Fig. 3.. Ultrasound imaging of mammalian gene expression in vitro.

(A) Illustration of the collapse-based ultrasound imaging paradigm used to generate gas vesicle-specific ultrasound contrast from mARG-expressing cells. (B) Representative non-linear signal recorded during a step change in the incident acoustic pressure, from 0.27 MPa in the white-shaded region to 1.57 MPa in the grey-shaded region. (C) Representative collapse and post-collapse ultrasound images of mARG-HEK and mCherry-HEK cells acquired during this ultrasound imaging paradigm and their difference, indicating gas vesicle-specific contrast. (D) Cellular viability after being insonated under 3.2 MPa acoustic pressures, as measured using the MTT assay. (E) Schematic of a chemically inducible gene circuit with mARG expression as its output. All three mARG cassettes in mARG-HEK cells are under the control of the doxycycline-inducible TRE3G promoter (TRE), with expression triggered by incubation with doxycycline. (F) Representative ultrasound images and contrast measurements in mARG-HEK cells as a function of time following induction with 1 µg/mL of doxycycline and 5 mM sodium butyrate (n=6, with the darker dots showing the mean). (G) Representative ultrasound images and contrast measurements in mARG-HEK cells as a function of doxycycline induction concentrations. Cells were allowed to express gas vesicles for 72 hours in the presence of 5 mM sodium butyrate. (n=6, with the darker dots showing the mean). A sigmoidal function is fitted as a visual guide. (H) Representative ultrasound images and contrast measurements in mARG-HEK cells mixed with mCherry-HEK cells in varying proportions. Cells were induced with 1 µg/mL of doxycycline and 5 mM sodium butyrate for 72 hours prior to imaging. (n=4, with the darker dots showing the mean) (I) Schematic and representative ultrasound images from mARG-HEK cells in Matrigel re-expressing gas vesicles after acoustic collapse. Cells were induced with 1 µg/mL of doxycycline and 5 mM sodium butyrate for 72 hours before and after 3.2 MPa acoustic insonation. Ultrasound images were acquired after an additional 72 hours in culture following collapse. (J) Ultrasound contrast in mARG-HEK and mCherry-HEK cells after initial expression, after collapse, after re-expression and after second collapse. (n=7, with the darker dots showing the mean). GV, gas vesicles. All scale bars represent 1 mm.
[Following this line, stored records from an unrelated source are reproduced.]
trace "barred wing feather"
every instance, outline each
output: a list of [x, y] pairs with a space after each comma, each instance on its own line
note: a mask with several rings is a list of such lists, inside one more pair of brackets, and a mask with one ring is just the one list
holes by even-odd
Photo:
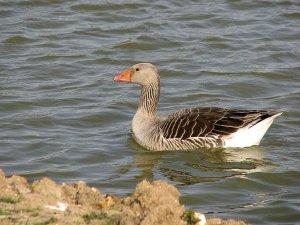
[[216, 107], [182, 109], [170, 114], [159, 129], [166, 139], [226, 136], [274, 115], [271, 110], [228, 110]]

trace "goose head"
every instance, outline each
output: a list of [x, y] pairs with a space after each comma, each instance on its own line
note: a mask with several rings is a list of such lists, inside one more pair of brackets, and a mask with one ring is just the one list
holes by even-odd
[[159, 75], [156, 67], [151, 63], [138, 63], [123, 73], [115, 76], [114, 81], [147, 86], [151, 83], [159, 83]]

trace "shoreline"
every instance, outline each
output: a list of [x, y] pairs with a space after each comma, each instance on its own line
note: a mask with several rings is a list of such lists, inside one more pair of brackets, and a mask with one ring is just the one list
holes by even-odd
[[24, 177], [6, 177], [0, 169], [0, 223], [97, 225], [247, 225], [240, 220], [207, 219], [185, 209], [176, 187], [146, 180], [124, 199], [102, 194], [79, 181], [56, 184], [42, 178], [29, 184]]

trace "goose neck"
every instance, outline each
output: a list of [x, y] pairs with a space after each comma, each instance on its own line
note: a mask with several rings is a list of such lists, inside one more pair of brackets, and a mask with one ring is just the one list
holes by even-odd
[[147, 116], [155, 116], [159, 94], [159, 81], [143, 86], [138, 111]]

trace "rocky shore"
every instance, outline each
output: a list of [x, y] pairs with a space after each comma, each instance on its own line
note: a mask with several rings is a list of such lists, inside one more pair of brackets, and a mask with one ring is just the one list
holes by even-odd
[[49, 178], [29, 184], [24, 177], [6, 177], [0, 170], [0, 224], [97, 225], [246, 225], [243, 221], [205, 219], [185, 209], [179, 191], [163, 181], [139, 183], [120, 199], [103, 195], [84, 182], [56, 184]]

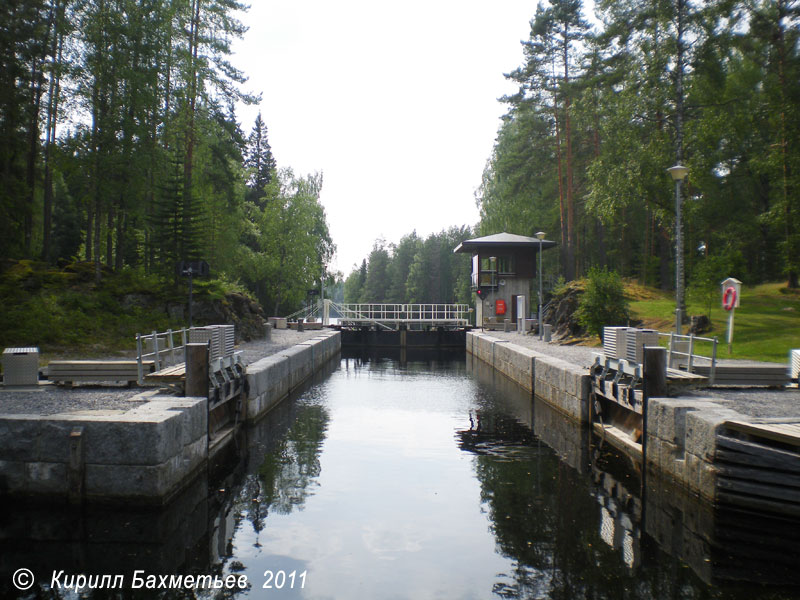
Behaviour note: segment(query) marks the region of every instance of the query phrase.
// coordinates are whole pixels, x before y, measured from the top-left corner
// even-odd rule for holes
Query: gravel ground
[[[83,411],[127,411],[147,402],[146,390],[113,385],[68,389],[52,383],[19,389],[0,387],[0,414],[55,415]]]
[[[800,390],[796,388],[714,388],[694,390],[685,395],[709,398],[754,419],[800,422]]]
[[[242,351],[245,364],[249,364],[319,334],[319,331],[298,333],[291,329],[275,329],[269,340],[243,342],[236,349]],[[0,386],[0,414],[46,416],[84,411],[128,411],[147,402],[146,395],[152,390],[128,388],[124,384],[80,384],[66,388],[49,382],[35,388],[6,389]]]
[[[323,333],[319,329],[311,331],[295,331],[294,329],[273,329],[268,340],[242,342],[236,348],[242,351],[242,360],[246,365],[256,362],[295,344],[305,342]]]
[[[539,341],[535,335],[521,335],[516,332],[489,332],[490,335],[508,340],[518,346],[530,348],[536,352],[569,361],[583,367],[591,366],[593,352],[602,352],[602,348],[588,346],[560,346],[556,343]],[[722,363],[753,364],[754,361],[734,361],[723,359]],[[710,388],[687,391],[684,396],[693,398],[709,398],[726,408],[730,408],[754,419],[779,419],[800,421],[800,389],[766,389],[766,388]]]
[[[592,348],[590,346],[562,346],[558,343],[548,343],[539,340],[536,335],[528,335],[514,332],[487,331],[492,337],[508,340],[517,346],[530,348],[534,352],[547,354],[553,358],[560,358],[581,367],[590,367],[594,362],[593,353],[602,352],[602,348]]]

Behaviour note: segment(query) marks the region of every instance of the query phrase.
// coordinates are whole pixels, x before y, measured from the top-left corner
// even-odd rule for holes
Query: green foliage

Fig. 4.. Ultrasound imaging of mammalian gene expression in vivo.

(A) Diagram of a mouse implanted with a subcutaneous tumor model, and the expected spatial pattern of vascularization and doxycycline-induced reporter gene expression. (B) Experimental timeline. (C) Representative ultrasound image of tumors containing mARG-HEK cells after 4 days of doxycycline administration. mARG-specific contrast shown in the hot colormap is overlaid on an anatomical B-mode image showing the background anatomy. (D) Representative ultrasound image of tumors containing mCherry-HEK cells after 4 days of doxycycline administration. (E) Ultrasound images of adjacent planes in the mARG-HEK tumor acquired at 1 mm intervals. The minimum and maximum values of color bars in C-E are 4000 and 40000 au, respectively. (F) Representative fluorescence image of a histological tissue section of an mARG-HEK tumor. Blue color shows the TO-PRO3 nucleus stain, green color shows GFP fluorescence and red color shows mCherry fluorescence. (G) Fluorescence image of a mouse implanted with mARG-HEK and mCherry-HEK tumors on the left and right flanks, respectively, after 4 days of expression. Scale bars for are 1 mm for C–F and 1 cm for G.